Likarios went off. Maniakes watched him go. He plucked at his own beard. He'd wondered how Abivard would handle the problem of Denak's son by Sharbaraz. But Abivard was not the only one with family problems relating to the throne. Maniakes wondered what he'd do if Lysia ever suggested moving her sons ahead of Likarios in the succession. She never had, not yet. Maybe she never would. Succession by the eldest son born of the Avtokrator was a strong custom.
But strong custom was not the same as law. What if he saw young Symvatios, or even little Tatoules, shaping better than Likarios? He sighed. The answer suggested itself: in that case, when he hoped above all else for simplicity, his life would get complicated once more, in new and incalculable ways.
His mouth twisted. Parsmanios hadn't cared anything for the strong custom of rule by the eldest. That made a disaster for Parsmanios, and nearly one for the whole clan. It was liable to be as nothing, though, next to what could happen if his sons got to squabbling among themselves.
Later that day, he wondered if his thinking of Parsmanios was what made Kameas come up to him and say, "Your Majesty, the lady Zenonis requests an audience with you, at your convenience." The eunuch's voice held nothing whatsoever: not approval, not its reverse. Maybe Kameas hadn't made up his mind about Parsmanios' wife. Maybe he had and wasn't letting on, perhaps not even to himself.
"I'll see her, of course," Maniakes said.
Formal as an ambassador, Zenonis prostrated herself before him. He let her do it, where for other members of the family he would have waved it aside as unnecessary. Maybe he hadn't made up his mind about Zenonis, either. Maybe she was just tarred with Parsmanios' brush.

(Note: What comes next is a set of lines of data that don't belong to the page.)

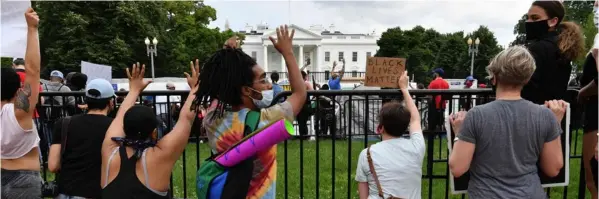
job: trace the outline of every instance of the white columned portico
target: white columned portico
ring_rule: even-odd
[[[299,67],[300,68],[304,67],[304,45],[300,45]]]
[[[285,57],[283,57],[283,54],[281,54],[281,70],[286,73],[287,72],[287,67],[285,66]]]
[[[268,45],[263,45],[264,46],[264,56],[262,61],[264,61],[264,64],[262,65],[262,67],[264,67],[264,71],[268,71]]]

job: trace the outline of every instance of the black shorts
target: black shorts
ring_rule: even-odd
[[[592,100],[591,100],[592,101]],[[596,100],[593,102],[597,102]],[[597,130],[597,103],[584,105],[584,123],[583,130],[585,133]]]

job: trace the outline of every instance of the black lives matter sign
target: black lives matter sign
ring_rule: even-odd
[[[399,77],[405,70],[405,58],[368,57],[364,85],[398,88]]]

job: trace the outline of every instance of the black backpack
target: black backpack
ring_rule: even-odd
[[[61,85],[60,87],[58,87],[58,91],[60,91],[60,89],[62,89],[62,87],[64,86]],[[48,86],[44,85],[45,87],[45,91],[49,91],[48,90]],[[62,117],[62,112],[64,110],[63,106],[61,105],[60,102],[58,100],[56,100],[56,98],[52,97],[48,97],[44,100],[44,106],[46,107],[46,118],[50,121],[54,121],[57,118]]]

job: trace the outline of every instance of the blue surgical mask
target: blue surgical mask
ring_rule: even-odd
[[[252,101],[254,101],[254,105],[256,105],[256,107],[259,109],[263,109],[270,106],[274,97],[274,93],[272,92],[272,90],[263,90],[260,93],[262,94],[261,100],[252,98]]]

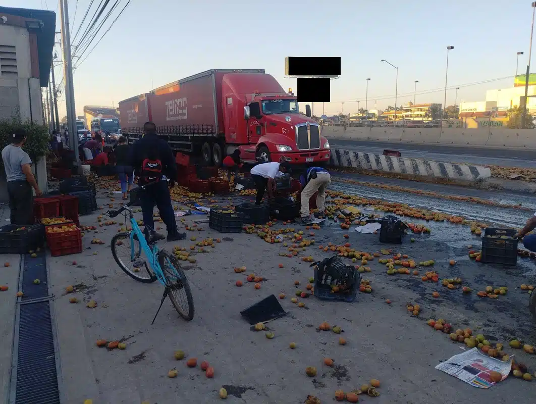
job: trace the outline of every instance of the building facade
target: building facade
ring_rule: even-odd
[[[43,122],[56,14],[0,7],[0,119]]]

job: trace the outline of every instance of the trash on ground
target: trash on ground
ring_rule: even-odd
[[[440,363],[436,369],[474,387],[489,388],[497,381],[506,379],[511,367],[511,359],[503,362],[483,355],[478,348],[473,348]],[[501,374],[501,378],[494,381],[497,372]]]

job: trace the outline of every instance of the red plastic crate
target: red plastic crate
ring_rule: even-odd
[[[208,194],[210,192],[210,185],[207,180],[188,179],[188,189],[191,192],[198,194]]]
[[[36,198],[34,200],[34,216],[36,221],[45,217],[59,216],[59,201],[56,199]]]
[[[318,196],[318,192],[317,191],[309,200],[309,209],[316,209],[318,208],[316,205],[316,197]],[[296,195],[296,200],[300,202],[300,205],[301,205],[301,191],[299,191]]]
[[[51,229],[61,227],[64,224],[47,226],[47,245],[53,256],[79,254],[82,252],[82,234],[80,229],[58,233],[49,232]]]
[[[72,195],[62,195],[59,199],[59,213],[61,216],[72,220],[77,226],[79,226],[78,197]]]
[[[214,194],[227,194],[229,192],[229,181],[220,177],[214,177],[209,180],[210,192]]]

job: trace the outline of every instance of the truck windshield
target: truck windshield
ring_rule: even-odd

"What can I do for you, sister-in-law of mine?" he asked when she'd risen.
She was nervous. Seeing that was something of a relief. Had she been sure of herself, he would have been sure, too: sure he needed to watch his back. "May it please your Majesty," she said, "I have a favor to beg of you." She licked her lips, realized she'd done it, and visibly wished she hadn't.
"You are of my family," Maniakes answered. "If a favor is in my power to grant, you must know I will."
"I am of your family, yes." Zenonis licked her lips again. "Considering the branch of it I'm in, how you must wish I weren't."
Speaking carefully, Maniakes answered, "I have never put my brother's crimes on your page of the account book, nor on your son's. That would be foolish. You did not know-you could not have known-what he was doing."
"You've been gracious, your Majesty; you've been kind and more than kind," Zenonis said. "But every time you see me, every time you see little Maniakes, you think of Parsmanios. I see it in your face. How can I blame you? But the thing is there, whether you wish it or not."